Uck!! Auto correct! It corrected me on my title.. 

"What do I look for in a show betta?" 
There we go


----------



## amphirion (Jan 15, 2014)

look up IBC show standards, that should give you some info to start you off.


----------



## BlueInkFish (Jan 13, 2013)

amphirion said:


> look up IBC show standards, that should give you some info to start you off.


I'll defeniatley look into it!


----------



## BettaMummy87 (Jul 26, 2014)

Funnily enough I have just been reading up on this. I got the info from here: http://www.bettaterritory.nl/BT-AABPKTrilogy.htm

Pretty good info I think.


----------



## BettaMummy87 (Jul 26, 2014)

Also, found some older show standards, but it does include the PK: http://www.fishlore.com/fishforum/betta-breeding/69116-ibc-standards-2009-2010-a.html
The PK standards start in the post at: April 13th, 2010, 10:15 PM 
Chapter 5: Addendum PK Standard prt. 1

Sorry for the double post, but thought this may be of use when I found it, and was too late to edit.


----------



## BlueInkFish (Jan 13, 2013)

Thx soooo much!!!!!!


----------



## BettaMummy87 (Jul 26, 2014)

You're welcome. I am glad i could help! =D


----------



## hrutan (Jun 25, 2014)

If you join the IBC ($20 for a year), the show standards are in the files section of the yahoo group. Very interesting to read, and there have been a bunch of updates in the past couple years.


----------



## BlueInkFish (Jan 13, 2013)

Ok that sounds great! I'll try too sign up for it haha!! Don't thy have articles and such as well?


----------



## hrutan (Jun 25, 2014)

There's Flare! Magazine, which I've found to be quite good, yes. There are also additional files and articles on the Yahoo Group. Plus you can join local chapters and meet fellow hobbyists. You'd be looking for the California Betta Society...and there's a show in Santa Clara in October.

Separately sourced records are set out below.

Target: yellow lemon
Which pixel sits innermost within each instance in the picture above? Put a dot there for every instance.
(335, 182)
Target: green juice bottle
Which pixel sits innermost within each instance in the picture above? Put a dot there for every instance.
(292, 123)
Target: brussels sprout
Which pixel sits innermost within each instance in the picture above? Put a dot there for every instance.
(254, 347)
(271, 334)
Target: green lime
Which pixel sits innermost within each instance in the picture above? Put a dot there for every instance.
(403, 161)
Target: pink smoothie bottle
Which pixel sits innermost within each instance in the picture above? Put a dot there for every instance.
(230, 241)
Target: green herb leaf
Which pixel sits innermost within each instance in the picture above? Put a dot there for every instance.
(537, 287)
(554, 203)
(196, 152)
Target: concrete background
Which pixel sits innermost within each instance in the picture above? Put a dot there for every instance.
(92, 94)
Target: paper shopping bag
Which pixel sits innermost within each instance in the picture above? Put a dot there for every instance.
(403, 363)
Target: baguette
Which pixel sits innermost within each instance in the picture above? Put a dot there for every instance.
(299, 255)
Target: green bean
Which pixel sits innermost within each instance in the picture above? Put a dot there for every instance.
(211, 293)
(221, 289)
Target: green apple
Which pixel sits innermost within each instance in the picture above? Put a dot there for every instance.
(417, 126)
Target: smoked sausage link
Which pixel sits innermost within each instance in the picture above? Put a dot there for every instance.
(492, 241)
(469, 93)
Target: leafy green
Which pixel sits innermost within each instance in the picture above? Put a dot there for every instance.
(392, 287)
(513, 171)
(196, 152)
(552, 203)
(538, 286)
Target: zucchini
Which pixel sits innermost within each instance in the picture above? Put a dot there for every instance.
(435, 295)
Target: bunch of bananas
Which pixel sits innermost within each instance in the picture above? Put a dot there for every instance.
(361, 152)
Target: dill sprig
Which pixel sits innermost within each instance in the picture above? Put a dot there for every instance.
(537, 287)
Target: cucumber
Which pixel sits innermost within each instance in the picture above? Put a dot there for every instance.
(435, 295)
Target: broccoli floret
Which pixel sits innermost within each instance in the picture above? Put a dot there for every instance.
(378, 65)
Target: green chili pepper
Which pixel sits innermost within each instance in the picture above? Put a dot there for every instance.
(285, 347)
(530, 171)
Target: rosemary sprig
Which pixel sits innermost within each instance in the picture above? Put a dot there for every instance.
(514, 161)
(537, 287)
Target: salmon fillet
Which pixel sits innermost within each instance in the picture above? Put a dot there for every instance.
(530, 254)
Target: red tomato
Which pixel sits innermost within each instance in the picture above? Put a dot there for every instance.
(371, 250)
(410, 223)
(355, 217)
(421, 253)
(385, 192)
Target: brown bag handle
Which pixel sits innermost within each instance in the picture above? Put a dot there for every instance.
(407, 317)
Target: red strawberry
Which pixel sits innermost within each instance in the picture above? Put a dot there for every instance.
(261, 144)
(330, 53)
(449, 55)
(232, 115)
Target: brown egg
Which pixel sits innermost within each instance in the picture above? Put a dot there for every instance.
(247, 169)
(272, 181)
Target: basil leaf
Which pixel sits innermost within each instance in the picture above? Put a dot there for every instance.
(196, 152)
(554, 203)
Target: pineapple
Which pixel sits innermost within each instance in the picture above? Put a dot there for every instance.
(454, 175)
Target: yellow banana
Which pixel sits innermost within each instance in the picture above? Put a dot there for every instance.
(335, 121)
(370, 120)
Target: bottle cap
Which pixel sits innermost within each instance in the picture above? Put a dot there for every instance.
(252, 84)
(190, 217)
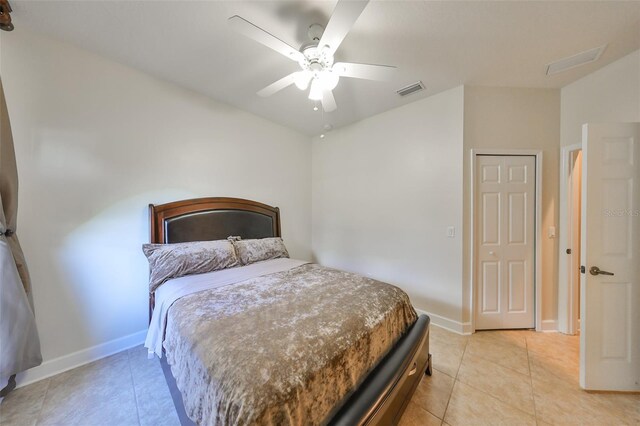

...The forum's kinda dead, though. This one's better.


----------



## BlueInkFish (Jan 13, 2013)

Haha ok! I'll look into it! 20 bucks won't hurt  but somehow it hurts when I buy a new fish from AB LOL someone really needs to stop me from pressing that bid button!!!!!!! I need room for more fish!!!!!!


----------



## Romad (Jun 28, 2009)

litelboyblu said:


> Uck!! Auto correct! It corrected me on my title..
> 
> "What do I look for in a show betta?"
> There we go


 
All fixed


----------



## BlueInkFish (Jan 13, 2013)

Lol thx so much


----------